Un homme âgé est debout les bras croisés.

Irving Roth, un survivant de l'Holocauste, consacre son temps à raconter ce qu'il a vécu pour sensibiliser les gens aux dangers de la haine et du racisme.

Photo : Fournie par Chabhad Jewish Centre of Regina

Radio-Canada

Un survivant de l'Holocauste, Irving Roth, effectue une tournée en Saskatchewan pour témoigner de ce qu'il a vécu et sensibiliser les citoyens aux horreurs que peuvent engendrer les idées haineuses et racistes.

Irving Roth dirige le centre de ressources pour la mémoire de l'Holocauste, Temple Judea, à Manhasset, dans l'État de New York, aux États-Unis.

Il présentera, mardi, à Saskatoon, et mercredi, à Regina, un discours en anglais intitulé, L’amour, la trahison et la rédemption : l’histoire d’un survivant d’un camp de la mort.

Irving Roth est né en 1929 en Tchécoslovaquie. Sous le pouvoir nazi, ses grands-parents et un cousin de 10 ans ont été assassinés. Il a lui-même été enfermé dans un camp de concentration alors qu’il n’était qu’un adolescent.

Le 11 avril 1945, les Américains ont fait fuir les gardiens du camp de concentration dans lequel il se trouvait. Cette journée a marqué la mémoire du jeune garçon qu’il était.

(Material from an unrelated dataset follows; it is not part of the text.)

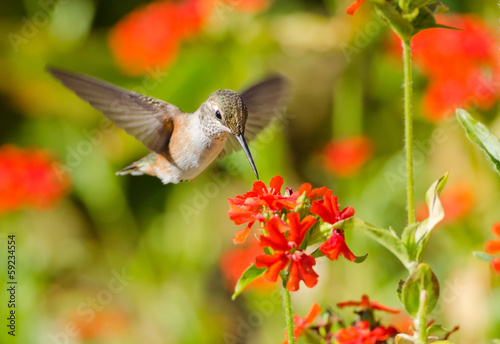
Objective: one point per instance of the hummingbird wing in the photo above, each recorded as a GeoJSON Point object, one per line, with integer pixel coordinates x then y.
{"type": "Point", "coordinates": [148, 119]}
{"type": "Point", "coordinates": [264, 101]}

Photo d'époque, en noir et blanc, d'un jeune homme en veston cravate.

Irving Roth attribue à la chance sa survie.

Photo : Fournie par Chabhad Jewish Centre of Regina

Des concitoyens devenus méconnaissables

De nombreuses décennies plus tard, il ne souhaite à personne de vivre de telles horreurs. Pour les avoir vécues, il affirme que les idées haineuses et racistes qui les ont engendrées peuvent se répandre insidieusement dans une société et rendre les gens méconnaissables.

Des gens, qui craignaient Dieu, qui allaient à l’église, devenaient des meurtriers de masse. Ils ne considéraient pas que c’était un péché, raconte Irving Roth.

Selon lui, ces gens cherchaient la splendeur. Ils agissaient pour une plus grande gloire de leur pays et de leur peuple.

Il regrette de voir, aujourd'hui, des gens se faire « berner par des discours similaires ».

On persuade les gens en utilisant des mensonges flagrants, des non-sens du point de vue de l’histoire, et les gens les acceptent, se désole-t-il.

Pour lui, il est capital de tirer des leçons de l’histoire pour éviter que des gens ne fassent la promotion d’idées qui ont engendré les atrocités du passé.